Look, rather than take you through the complete saga of incompetence, I’ll just give you the lowlights. These are like highlights, but minus the illumination aspect.
So this is what I’m going to do. I’m going to change the nominated bank to an English one – a pain in the arse, but there you are – and then I’m going to withdraw the lot, and close the VM account. The objective will be never, ever again to have to deal with this rubber-bands and balsa wood cowboy outfit created by the ultimate middle-class cowboy Hank Branson.
Then I’m going to write to President Trump and suggest that his Secretary of Commerce appointment might need a rethink. Then I’m going to put Sir Richard Branson-Pickle on the lifetime Slog naughty step along with Rupert Murdoch and George Soros. And talking of George Soros….
Well goodness gracious me, what a coincidence.
Richard Branson is a little rich-boy chancer who used Mummy’s money to make a fortune at the expense of commercial partners, the Revenue, shareholders, mug-buyers and taxpayers. Not content with this, he is now working actively behind the scenes to undermine the will of British people on the Brexit question….despite the fact that 68% of the electorate in the most recent poll said they want the Government “to just get on with Brexit”.
As such, he is the epitome of all greedy faux-liberal globalists like Arianna Huffington, Hillary Clinton, Nick Clegg, Emmanuel Macron and Tony Blair.

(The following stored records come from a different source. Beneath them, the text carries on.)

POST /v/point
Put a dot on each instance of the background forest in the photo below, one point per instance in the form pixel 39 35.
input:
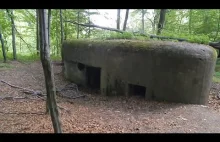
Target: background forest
pixel 19 28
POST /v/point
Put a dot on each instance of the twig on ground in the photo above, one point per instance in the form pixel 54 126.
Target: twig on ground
pixel 32 113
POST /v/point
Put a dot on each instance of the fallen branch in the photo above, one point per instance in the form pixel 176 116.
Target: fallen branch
pixel 32 113
pixel 67 110
pixel 215 44
pixel 69 97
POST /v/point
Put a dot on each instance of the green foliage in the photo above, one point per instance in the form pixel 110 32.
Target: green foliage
pixel 116 35
pixel 202 38
pixel 5 66
pixel 28 58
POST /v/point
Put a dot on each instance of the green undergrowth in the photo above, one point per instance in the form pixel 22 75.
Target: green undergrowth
pixel 216 77
pixel 27 58
pixel 4 66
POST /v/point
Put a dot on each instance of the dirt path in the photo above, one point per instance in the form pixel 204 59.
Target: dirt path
pixel 95 113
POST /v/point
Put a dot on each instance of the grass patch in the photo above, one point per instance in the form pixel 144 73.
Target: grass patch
pixel 4 66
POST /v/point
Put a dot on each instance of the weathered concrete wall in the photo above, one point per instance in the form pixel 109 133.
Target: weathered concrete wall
pixel 170 71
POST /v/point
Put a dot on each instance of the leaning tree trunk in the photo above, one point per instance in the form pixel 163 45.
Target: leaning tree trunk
pixel 118 19
pixel 61 31
pixel 217 31
pixel 142 19
pixel 190 21
pixel 10 14
pixel 3 47
pixel 48 70
pixel 161 21
pixel 57 34
pixel 89 23
pixel 49 16
pixel 78 25
pixel 37 34
pixel 126 19
pixel 65 25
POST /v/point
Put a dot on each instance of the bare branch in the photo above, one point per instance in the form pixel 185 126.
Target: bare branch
pixel 95 26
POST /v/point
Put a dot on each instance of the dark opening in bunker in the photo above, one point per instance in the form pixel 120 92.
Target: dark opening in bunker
pixel 81 66
pixel 137 90
pixel 93 77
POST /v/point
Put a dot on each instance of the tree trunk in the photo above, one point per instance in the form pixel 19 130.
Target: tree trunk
pixel 61 31
pixel 161 21
pixel 3 47
pixel 78 25
pixel 48 70
pixel 118 19
pixel 217 26
pixel 65 26
pixel 57 34
pixel 126 19
pixel 190 21
pixel 89 23
pixel 37 33
pixel 143 13
pixel 49 16
pixel 10 14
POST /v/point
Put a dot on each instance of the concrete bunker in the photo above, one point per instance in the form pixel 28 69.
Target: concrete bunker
pixel 158 70
pixel 136 90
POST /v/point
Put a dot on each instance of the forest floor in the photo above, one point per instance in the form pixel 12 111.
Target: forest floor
pixel 95 113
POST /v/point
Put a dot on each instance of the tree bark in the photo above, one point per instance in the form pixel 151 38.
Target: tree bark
pixel 57 34
pixel 65 26
pixel 190 21
pixel 89 23
pixel 217 26
pixel 126 19
pixel 161 21
pixel 78 25
pixel 3 47
pixel 49 17
pixel 10 14
pixel 61 31
pixel 118 19
pixel 37 33
pixel 48 70
pixel 156 17
pixel 143 13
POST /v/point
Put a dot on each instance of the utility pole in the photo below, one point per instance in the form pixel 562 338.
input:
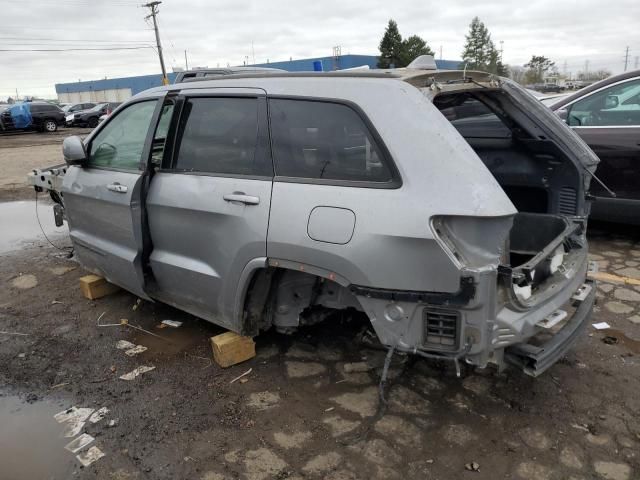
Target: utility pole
pixel 586 69
pixel 626 58
pixel 153 6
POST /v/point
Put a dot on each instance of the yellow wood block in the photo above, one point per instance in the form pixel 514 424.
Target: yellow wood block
pixel 230 349
pixel 609 277
pixel 93 286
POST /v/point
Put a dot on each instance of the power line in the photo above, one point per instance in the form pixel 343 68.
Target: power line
pixel 626 58
pixel 33 39
pixel 69 49
pixel 153 6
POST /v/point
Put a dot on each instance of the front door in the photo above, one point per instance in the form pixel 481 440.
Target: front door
pixel 208 206
pixel 103 198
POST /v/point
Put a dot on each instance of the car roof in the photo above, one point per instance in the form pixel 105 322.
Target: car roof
pixel 297 80
pixel 595 86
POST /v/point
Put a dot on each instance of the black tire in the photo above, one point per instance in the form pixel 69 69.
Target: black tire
pixel 49 125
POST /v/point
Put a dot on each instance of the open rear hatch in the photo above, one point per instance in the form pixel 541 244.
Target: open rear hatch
pixel 545 170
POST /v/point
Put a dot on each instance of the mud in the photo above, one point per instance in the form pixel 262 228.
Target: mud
pixel 293 419
pixel 20 227
pixel 30 443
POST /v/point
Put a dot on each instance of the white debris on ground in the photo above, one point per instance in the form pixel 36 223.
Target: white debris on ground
pixel 135 350
pixel 124 345
pixel 98 415
pixel 90 456
pixel 74 446
pixel 172 323
pixel 75 419
pixel 135 372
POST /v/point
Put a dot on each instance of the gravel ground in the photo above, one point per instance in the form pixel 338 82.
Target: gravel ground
pixel 298 413
pixel 21 152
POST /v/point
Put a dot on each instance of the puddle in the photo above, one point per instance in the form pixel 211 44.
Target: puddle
pixel 20 227
pixel 31 443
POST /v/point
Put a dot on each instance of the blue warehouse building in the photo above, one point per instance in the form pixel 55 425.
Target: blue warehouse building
pixel 120 89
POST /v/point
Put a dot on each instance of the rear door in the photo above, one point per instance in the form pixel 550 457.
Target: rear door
pixel 208 206
pixel 103 199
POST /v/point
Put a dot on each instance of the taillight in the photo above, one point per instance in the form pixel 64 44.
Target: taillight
pixel 473 242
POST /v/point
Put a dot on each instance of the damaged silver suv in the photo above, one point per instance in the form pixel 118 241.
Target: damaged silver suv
pixel 450 207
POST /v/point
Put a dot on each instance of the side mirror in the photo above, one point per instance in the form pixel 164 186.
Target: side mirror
pixel 73 151
pixel 612 101
pixel 563 113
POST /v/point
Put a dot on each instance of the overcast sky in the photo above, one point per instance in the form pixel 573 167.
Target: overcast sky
pixel 221 32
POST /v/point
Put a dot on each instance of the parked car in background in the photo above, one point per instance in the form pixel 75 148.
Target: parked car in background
pixel 306 196
pixel 606 114
pixel 549 100
pixel 40 116
pixel 77 107
pixel 91 117
pixel 209 73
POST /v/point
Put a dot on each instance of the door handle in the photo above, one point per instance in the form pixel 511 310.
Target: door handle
pixel 242 198
pixel 116 187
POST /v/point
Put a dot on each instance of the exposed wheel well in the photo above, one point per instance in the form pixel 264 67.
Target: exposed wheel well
pixel 286 298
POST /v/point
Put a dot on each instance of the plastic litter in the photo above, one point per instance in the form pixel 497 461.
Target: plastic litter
pixel 601 326
pixel 74 446
pixel 134 373
pixel 240 376
pixel 472 466
pixel 73 413
pixel 124 345
pixel 90 456
pixel 135 350
pixel 98 415
pixel 172 323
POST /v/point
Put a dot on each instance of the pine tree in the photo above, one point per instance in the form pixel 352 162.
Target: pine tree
pixel 538 66
pixel 390 47
pixel 479 51
pixel 413 47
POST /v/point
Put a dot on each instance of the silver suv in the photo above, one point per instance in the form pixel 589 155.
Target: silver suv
pixel 450 207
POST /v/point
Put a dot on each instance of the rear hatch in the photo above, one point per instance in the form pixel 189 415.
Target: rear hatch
pixel 542 166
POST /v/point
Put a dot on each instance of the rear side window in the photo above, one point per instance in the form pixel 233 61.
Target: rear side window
pixel 219 136
pixel 323 140
pixel 121 142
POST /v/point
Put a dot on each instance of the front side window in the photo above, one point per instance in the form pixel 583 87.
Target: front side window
pixel 160 136
pixel 618 105
pixel 121 142
pixel 323 140
pixel 219 136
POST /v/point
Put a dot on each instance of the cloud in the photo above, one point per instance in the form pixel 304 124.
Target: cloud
pixel 228 32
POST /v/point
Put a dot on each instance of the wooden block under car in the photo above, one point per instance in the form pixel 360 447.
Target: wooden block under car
pixel 93 286
pixel 230 349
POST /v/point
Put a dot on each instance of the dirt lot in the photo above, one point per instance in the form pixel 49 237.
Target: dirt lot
pixel 298 414
pixel 21 152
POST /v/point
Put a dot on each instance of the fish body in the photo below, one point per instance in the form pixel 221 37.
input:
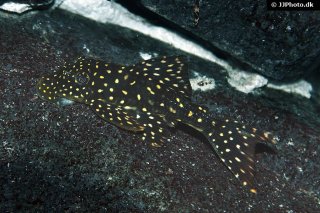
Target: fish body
pixel 150 97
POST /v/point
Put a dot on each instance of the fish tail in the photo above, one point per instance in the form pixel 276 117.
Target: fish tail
pixel 235 144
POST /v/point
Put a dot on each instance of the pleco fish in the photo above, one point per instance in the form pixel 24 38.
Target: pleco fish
pixel 149 97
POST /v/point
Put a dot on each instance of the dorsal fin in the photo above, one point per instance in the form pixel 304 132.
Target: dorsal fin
pixel 171 72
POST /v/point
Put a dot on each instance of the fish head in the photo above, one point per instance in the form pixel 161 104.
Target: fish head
pixel 70 82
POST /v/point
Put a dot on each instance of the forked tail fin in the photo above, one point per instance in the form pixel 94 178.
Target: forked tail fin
pixel 235 144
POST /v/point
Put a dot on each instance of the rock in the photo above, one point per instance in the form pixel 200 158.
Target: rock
pixel 281 45
pixel 67 159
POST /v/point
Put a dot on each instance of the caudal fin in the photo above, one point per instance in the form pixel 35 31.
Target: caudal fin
pixel 235 144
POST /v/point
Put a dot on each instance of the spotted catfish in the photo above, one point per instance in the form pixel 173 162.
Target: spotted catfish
pixel 150 97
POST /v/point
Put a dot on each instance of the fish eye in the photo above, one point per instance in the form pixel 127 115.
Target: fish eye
pixel 81 79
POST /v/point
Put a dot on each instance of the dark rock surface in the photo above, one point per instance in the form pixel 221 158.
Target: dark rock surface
pixel 282 45
pixel 56 159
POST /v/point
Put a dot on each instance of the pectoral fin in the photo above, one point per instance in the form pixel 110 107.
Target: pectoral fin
pixel 117 115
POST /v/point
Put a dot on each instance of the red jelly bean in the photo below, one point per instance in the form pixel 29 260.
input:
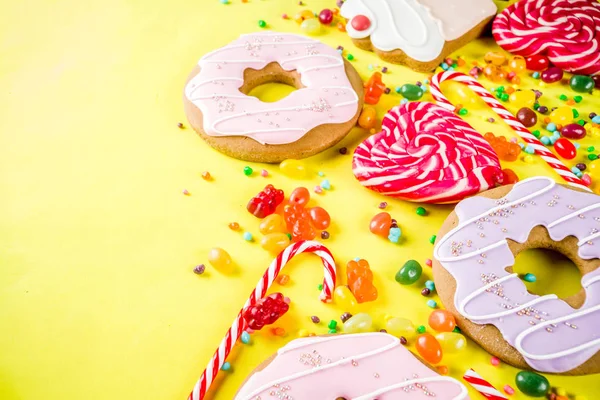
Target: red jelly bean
pixel 374 88
pixel 509 177
pixel 552 74
pixel 537 62
pixel 265 311
pixel 429 348
pixel 360 22
pixel 573 131
pixel 265 202
pixel 565 149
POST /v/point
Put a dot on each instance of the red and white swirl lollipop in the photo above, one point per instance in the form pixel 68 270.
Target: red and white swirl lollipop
pixel 566 31
pixel 426 154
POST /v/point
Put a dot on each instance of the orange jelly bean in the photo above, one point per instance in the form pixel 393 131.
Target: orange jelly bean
pixel 380 224
pixel 429 348
pixel 442 321
pixel 368 118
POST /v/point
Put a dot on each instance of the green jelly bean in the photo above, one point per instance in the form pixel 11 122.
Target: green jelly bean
pixel 532 384
pixel 409 273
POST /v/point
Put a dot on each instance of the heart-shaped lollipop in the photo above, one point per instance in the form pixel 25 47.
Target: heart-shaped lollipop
pixel 426 154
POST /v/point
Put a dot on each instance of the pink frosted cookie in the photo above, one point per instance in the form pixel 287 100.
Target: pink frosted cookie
pixel 566 31
pixel 321 112
pixel 426 154
pixel 363 366
pixel 473 259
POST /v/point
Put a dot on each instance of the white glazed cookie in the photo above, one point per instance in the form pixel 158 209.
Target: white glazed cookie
pixel 418 33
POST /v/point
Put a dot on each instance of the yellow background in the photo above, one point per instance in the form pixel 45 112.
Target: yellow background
pixel 97 242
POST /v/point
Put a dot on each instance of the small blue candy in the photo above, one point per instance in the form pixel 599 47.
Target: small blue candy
pixel 431 303
pixel 245 337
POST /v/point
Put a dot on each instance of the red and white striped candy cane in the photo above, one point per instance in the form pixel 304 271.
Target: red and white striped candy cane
pixel 258 293
pixel 514 123
pixel 483 386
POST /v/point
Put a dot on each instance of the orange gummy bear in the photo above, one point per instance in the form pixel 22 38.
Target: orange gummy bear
pixel 360 281
pixel 506 151
pixel 374 88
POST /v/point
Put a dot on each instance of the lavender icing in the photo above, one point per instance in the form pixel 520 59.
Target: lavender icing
pixel 551 335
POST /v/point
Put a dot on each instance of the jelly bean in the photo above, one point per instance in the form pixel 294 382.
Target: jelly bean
pixel 409 273
pixel 411 92
pixel 565 149
pixel 532 384
pixel 360 281
pixel 368 118
pixel 374 88
pixel 319 218
pixel 219 258
pixel 300 196
pixel 311 26
pixel 272 223
pixel 400 327
pixel 275 242
pixel 522 98
pixel 442 321
pixel 552 74
pixel 537 62
pixel 293 168
pixel 527 117
pixel 517 64
pixel 344 298
pixel 581 83
pixel 429 348
pixel 380 224
pixel 451 342
pixel 326 16
pixel 573 131
pixel 495 58
pixel 303 15
pixel 562 115
pixel 358 323
pixel 509 177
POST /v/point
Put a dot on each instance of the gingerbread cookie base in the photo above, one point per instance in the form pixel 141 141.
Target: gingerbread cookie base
pixel 314 141
pixel 400 57
pixel 488 336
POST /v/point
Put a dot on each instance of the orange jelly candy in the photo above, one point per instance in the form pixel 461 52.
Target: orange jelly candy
pixel 429 348
pixel 360 281
pixel 374 88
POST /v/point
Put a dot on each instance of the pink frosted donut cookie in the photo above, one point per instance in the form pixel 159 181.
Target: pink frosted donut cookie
pixel 363 366
pixel 473 261
pixel 566 31
pixel 416 33
pixel 426 154
pixel 321 112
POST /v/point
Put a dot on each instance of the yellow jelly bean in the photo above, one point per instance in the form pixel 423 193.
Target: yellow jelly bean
pixel 562 115
pixel 219 258
pixel 522 98
pixel 359 323
pixel 275 242
pixel 451 342
pixel 344 298
pixel 293 168
pixel 271 223
pixel 400 327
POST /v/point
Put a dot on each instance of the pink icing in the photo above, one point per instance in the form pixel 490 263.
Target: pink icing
pixel 328 96
pixel 551 335
pixel 360 366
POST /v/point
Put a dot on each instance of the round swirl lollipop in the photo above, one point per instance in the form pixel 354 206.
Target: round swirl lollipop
pixel 426 154
pixel 566 31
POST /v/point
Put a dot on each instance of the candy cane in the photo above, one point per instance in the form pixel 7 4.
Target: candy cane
pixel 259 291
pixel 514 123
pixel 483 386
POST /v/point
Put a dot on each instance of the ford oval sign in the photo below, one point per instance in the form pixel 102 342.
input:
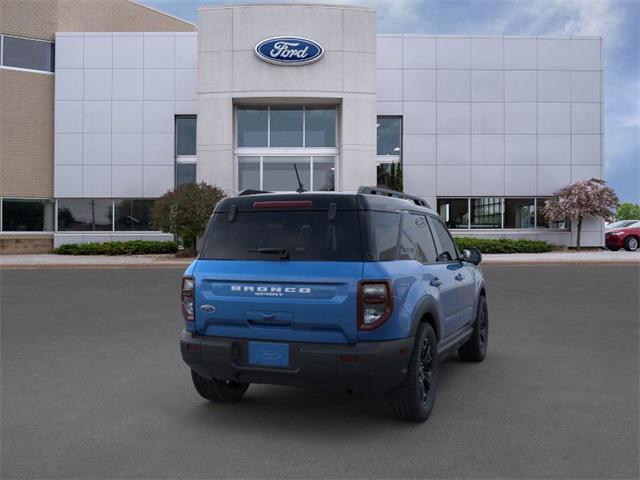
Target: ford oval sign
pixel 289 51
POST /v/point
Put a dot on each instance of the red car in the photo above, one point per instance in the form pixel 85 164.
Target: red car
pixel 627 237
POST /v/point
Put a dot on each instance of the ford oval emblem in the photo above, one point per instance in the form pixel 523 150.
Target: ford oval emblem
pixel 289 51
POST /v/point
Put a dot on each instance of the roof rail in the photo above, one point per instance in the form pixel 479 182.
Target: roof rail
pixel 252 192
pixel 392 193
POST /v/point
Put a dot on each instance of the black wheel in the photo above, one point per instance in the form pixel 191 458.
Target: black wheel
pixel 475 349
pixel 218 390
pixel 631 244
pixel 413 400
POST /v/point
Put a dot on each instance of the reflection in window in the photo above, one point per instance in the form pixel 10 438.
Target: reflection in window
pixel 285 124
pixel 133 215
pixel 27 215
pixel 543 223
pixel 85 215
pixel 519 213
pixel 185 135
pixel 185 173
pixel 454 212
pixel 279 173
pixel 320 127
pixel 486 212
pixel 389 133
pixel 26 53
pixel 324 174
pixel 253 124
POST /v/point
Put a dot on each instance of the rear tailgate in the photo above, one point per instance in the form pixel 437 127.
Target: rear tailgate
pixel 302 301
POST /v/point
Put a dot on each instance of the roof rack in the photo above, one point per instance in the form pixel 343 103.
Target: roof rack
pixel 392 193
pixel 252 192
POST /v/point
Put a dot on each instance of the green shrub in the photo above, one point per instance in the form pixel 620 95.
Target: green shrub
pixel 504 245
pixel 131 247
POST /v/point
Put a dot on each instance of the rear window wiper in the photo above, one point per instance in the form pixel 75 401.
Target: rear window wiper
pixel 283 252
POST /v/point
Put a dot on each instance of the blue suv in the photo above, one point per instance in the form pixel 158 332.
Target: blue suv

These shits despise the principles behind cultural pride and majority verdicts…for such considerations are like giant oaks fallen in the path of their me-first-me-first road to more and more and more of everything for the privileged minority.
On his last day at Stowe private school, the headmaster Robert Drayson told Branson he would either end up in prison, or become a millionaire. He wasn’t far out. With time and justice, he might score 2/2.